Marginalization

2021-09-03

Suppose that

\begin{aligned}\mathbf z_1 = \mathbf x_1 + \mathbf n_1\end{aligned}

where

$\mathbf z_1, \mathbf x_1, \mathbf n_1$ are 3D vectors in $\mathbb R^3$ ,
$\mathbf n_1$ is randomly distributed w ith normal distribution $\mathcal N(\mathbf 0, \bm \Sigma_1)$ , with $\bm \Sigma_1$ being $3\times 3$

and

\begin{aligned}\mathbf z_2 = \mathbf A \begin{bmatrix}\mathbf x_1\\\mathbf x_2\end{bmatrix} + \mathbf b + \mathbf n_2\end{aligned}

where

$\mathbf A$ is a $6\times 6$ matrix
$\mathbf x_2$ is a 3D vector in $\mathbb R^3$
$\mathbf z_2, \mathbf n_2$ are 6D vectors in $\mathbb R^6$ , and
$\mathbf n_2$ is randomly distributed with normal distribution $\mathcal N(\mathbf 0, \bm \Sigma_2)$ , with $\bm \Sigma_2$ being $6\times 6$

Supposing that $\mathbf x_1$ and $\mathbf x_2$ are unknowns, what is the optimal estimate of $\mathbf x_2$ given everything else?

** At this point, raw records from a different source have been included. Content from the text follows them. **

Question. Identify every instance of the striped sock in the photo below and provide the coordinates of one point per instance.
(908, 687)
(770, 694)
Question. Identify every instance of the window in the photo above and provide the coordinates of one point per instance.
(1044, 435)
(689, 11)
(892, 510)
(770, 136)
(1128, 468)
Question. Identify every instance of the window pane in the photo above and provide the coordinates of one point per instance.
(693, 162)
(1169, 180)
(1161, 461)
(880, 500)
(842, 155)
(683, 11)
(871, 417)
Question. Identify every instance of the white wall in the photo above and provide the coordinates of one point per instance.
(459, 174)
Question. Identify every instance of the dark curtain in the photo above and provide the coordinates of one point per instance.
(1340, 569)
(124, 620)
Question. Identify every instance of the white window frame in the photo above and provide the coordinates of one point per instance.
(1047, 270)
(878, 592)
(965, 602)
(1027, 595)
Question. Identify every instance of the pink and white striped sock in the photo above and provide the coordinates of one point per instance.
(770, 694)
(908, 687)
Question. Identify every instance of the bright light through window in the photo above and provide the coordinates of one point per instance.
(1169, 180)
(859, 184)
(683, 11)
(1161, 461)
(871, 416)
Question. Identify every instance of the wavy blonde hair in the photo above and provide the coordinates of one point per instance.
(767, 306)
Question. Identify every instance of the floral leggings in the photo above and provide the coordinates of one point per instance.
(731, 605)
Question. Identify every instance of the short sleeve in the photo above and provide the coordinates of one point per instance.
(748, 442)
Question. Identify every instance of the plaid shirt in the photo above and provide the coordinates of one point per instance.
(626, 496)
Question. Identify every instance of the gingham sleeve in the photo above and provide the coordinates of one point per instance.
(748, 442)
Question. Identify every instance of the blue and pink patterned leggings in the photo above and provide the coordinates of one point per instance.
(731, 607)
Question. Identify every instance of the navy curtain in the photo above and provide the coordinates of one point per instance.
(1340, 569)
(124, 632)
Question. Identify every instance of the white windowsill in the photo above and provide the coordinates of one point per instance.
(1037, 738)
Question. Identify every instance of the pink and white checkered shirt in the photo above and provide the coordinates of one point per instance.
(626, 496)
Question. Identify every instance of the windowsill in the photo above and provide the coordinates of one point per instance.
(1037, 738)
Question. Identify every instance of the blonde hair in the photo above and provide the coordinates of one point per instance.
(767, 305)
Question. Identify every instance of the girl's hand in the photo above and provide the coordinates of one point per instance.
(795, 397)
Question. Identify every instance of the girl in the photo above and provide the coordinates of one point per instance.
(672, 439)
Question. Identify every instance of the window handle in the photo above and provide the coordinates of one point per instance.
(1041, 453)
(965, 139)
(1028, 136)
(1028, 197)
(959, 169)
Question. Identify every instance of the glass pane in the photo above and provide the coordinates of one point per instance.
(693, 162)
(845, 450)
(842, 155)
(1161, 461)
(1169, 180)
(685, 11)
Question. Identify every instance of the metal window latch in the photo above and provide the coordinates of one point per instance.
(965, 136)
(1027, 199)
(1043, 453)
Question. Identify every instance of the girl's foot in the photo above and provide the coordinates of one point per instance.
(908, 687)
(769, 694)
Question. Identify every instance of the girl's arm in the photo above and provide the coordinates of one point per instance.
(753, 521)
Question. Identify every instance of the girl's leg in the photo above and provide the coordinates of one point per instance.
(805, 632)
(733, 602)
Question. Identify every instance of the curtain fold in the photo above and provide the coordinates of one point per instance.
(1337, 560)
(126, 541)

We can first observe that $\mathbf A$ can be partitioned into its left and right $6\times 3$ submatrices:

\begin{aligned}\mathbf A = \begin{bmatrix}\mathbf A_1 & \mathbf A_2\end{bmatrix}\end{aligned}

such that

\begin{aligned}\mathbf z_2 &= \mathbf A_1 \mathbf x_1 + \mathbf A_2 \mathbf x_2 + \mathbf b + \mathbf n_2\\ &=\mathbf A_1 \mathbf z_1 - \mathbf A_1 \mathbf n_1 + \mathbf A_2 \mathbf x_2 + \mathbf b + \mathbf n_2\end{aligned}

Let

\begin{aligned}\mathbf n_3 = \mathbf n_2 - \mathbf A_1 \mathbf n_1\end{aligned}

From the Matrix Cookbook cookbook we can see that $\mathbf n_3$ is distributed with normal distribution $\mathcal N(\mathbf 0, \bm \Sigma_2 + \mathbf A_1 \bm \Sigma_1 \mathbf A_1^T)$

Now we have:

\begin{aligned}\mathbf z_2 = \mathbf A_1 \mathbf z_1 + \mathbf A_2 \mathbf x_2 + \mathbf b + \mathbf n_3\end{aligned}

Let

\begin{aligned}\mathbf y = \mathbf A_2 \mathbf x_2 + \mathbf A_1 \mathbf z_1 + \mathbf b - \mathbf z_2\end{aligned}

Now, the probability of observing $\mathbf z_2$ is

\begin{aligned}p(\mathbf z_2) = \exp\left(-\mathbf y^T \bm \Sigma_3^T \mathbf y\right)\end{aligned}

To maximize the likelihood we can simply minimize the log likelihood:

\begin{aligned}\operatorname{min}_{\mathbf x_2} \mathbf y^T \bm \Sigma_3^T \mathbf y\end{aligned}

Minimizing this quadratic is straightforward.

1 References

cookbook Matrix Cookbook,Kaare Brandt Petersen, Michael Syskind Pedersen. link, link2.